L'Arcep a mis en ligne le compte rendu de son atelier IP♥6. Sans préjuger des actions que mènera le régulateur, il permet d'avoir le point de vue des acteurs du Net sur les problématiques de cette (trop) longue transition.

Nous le savons depuis des années : les adresses IPv4 (un protocole utilisé depuis le début des années 80) s'épuisent à vitesse grand V et la pénurie est déjà une réalité pour certains. La relève existe depuis très longtemps avec IPv6 (finalisé en décembre 1998), mais la transition est extrêmement lente, et c'est peu de le dire.

Identifier « nombreux freins au déploiement d’IPv6 »

La situation est pourtant urgente. Dans son baromètre annuel de la transition vers IPv6 en France, l'Arcep explique qu'au mois de juin 2018, « les quatre principaux opérateurs français (Bouygues Telecom, Free, Orange, SFR) ont déjà affecté entre environ 88 et 99 % des adresses IPv4 qu’ils possèdent ».

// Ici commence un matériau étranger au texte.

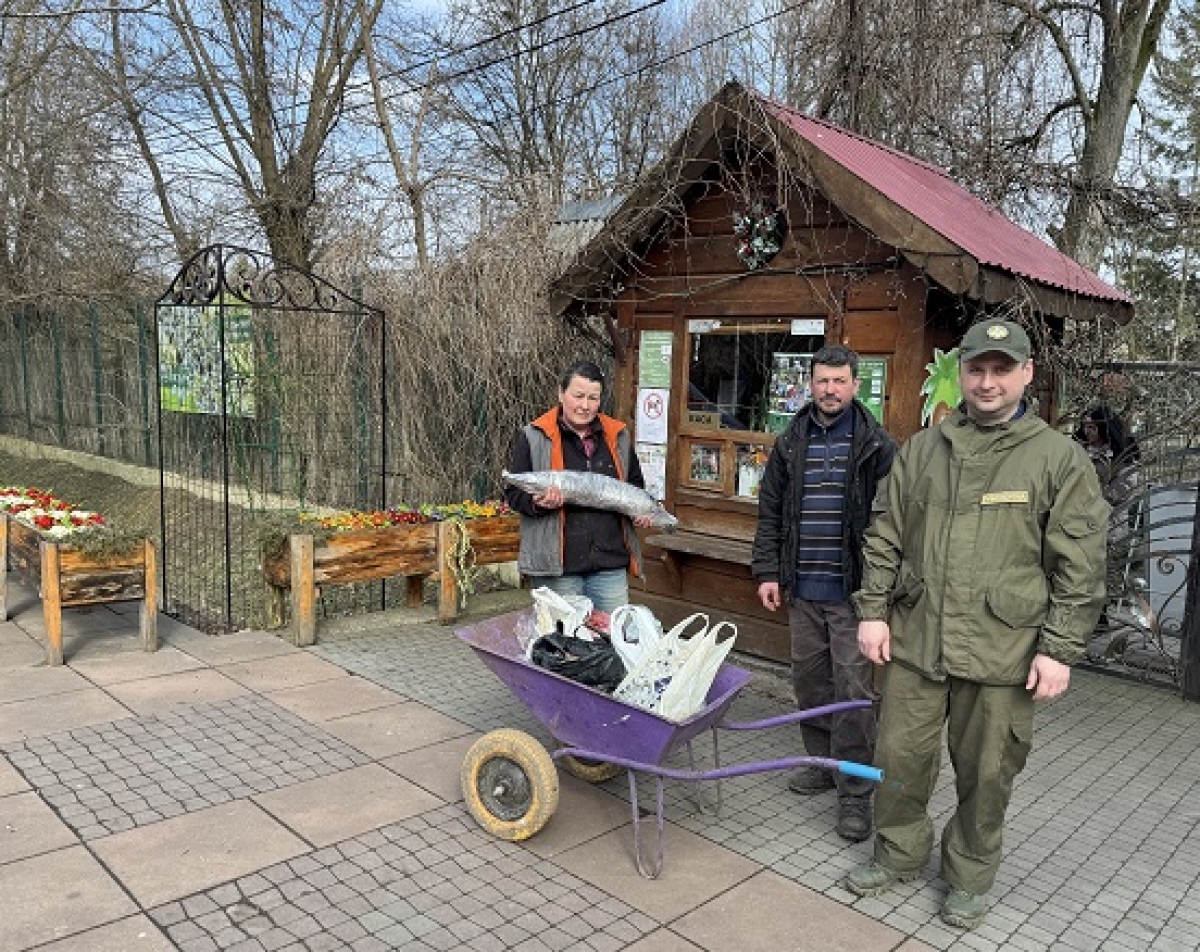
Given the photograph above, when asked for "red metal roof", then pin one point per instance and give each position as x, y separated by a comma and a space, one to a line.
927, 192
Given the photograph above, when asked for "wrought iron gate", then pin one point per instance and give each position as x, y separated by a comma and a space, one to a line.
271, 399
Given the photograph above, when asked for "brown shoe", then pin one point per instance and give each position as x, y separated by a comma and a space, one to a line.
810, 780
855, 819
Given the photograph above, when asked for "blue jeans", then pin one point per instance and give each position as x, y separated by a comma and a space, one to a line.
607, 588
827, 666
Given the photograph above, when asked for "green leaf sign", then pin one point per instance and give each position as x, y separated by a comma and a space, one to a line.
941, 387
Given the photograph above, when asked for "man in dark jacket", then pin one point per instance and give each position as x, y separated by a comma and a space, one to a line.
814, 504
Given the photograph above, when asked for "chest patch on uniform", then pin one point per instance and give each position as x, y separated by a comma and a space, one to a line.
1009, 497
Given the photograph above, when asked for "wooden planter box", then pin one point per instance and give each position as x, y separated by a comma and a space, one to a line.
66, 578
413, 551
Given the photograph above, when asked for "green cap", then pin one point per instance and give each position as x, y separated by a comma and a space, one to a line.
996, 336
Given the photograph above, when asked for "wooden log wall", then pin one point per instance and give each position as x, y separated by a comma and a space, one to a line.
369, 555
66, 578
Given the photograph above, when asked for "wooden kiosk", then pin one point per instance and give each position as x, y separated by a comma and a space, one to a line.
762, 237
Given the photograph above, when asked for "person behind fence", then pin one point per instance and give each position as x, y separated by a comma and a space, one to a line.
571, 549
814, 502
983, 579
1117, 460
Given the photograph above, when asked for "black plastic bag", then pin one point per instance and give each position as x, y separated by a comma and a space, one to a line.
593, 663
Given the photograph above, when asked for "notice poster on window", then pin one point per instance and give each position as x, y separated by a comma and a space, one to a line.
873, 378
654, 359
787, 390
652, 414
190, 351
653, 459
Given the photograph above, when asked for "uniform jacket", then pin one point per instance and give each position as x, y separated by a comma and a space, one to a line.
574, 539
773, 558
987, 546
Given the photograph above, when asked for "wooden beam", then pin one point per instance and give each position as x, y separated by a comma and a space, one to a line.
149, 621
448, 596
304, 592
4, 568
52, 602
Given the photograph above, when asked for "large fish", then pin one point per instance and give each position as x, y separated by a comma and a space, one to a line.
597, 491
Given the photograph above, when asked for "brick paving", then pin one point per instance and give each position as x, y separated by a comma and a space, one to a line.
129, 773
431, 882
1103, 833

Pour stimuler un peu le marché, le régulateur avait organisé le 10 octobre dernier « un atelier de travail dédié au partage d’expériences et de bonnes pratiques utiles à la transition vers IPv6 », en partenariat avec l'Internet Society France (ISOC). Cette rencontre entre différents acteurs a permis de faire remonter les « nombreux freins au déploiement d’IPv6 » et de mettre en face « des propositions d'actions concrètes ».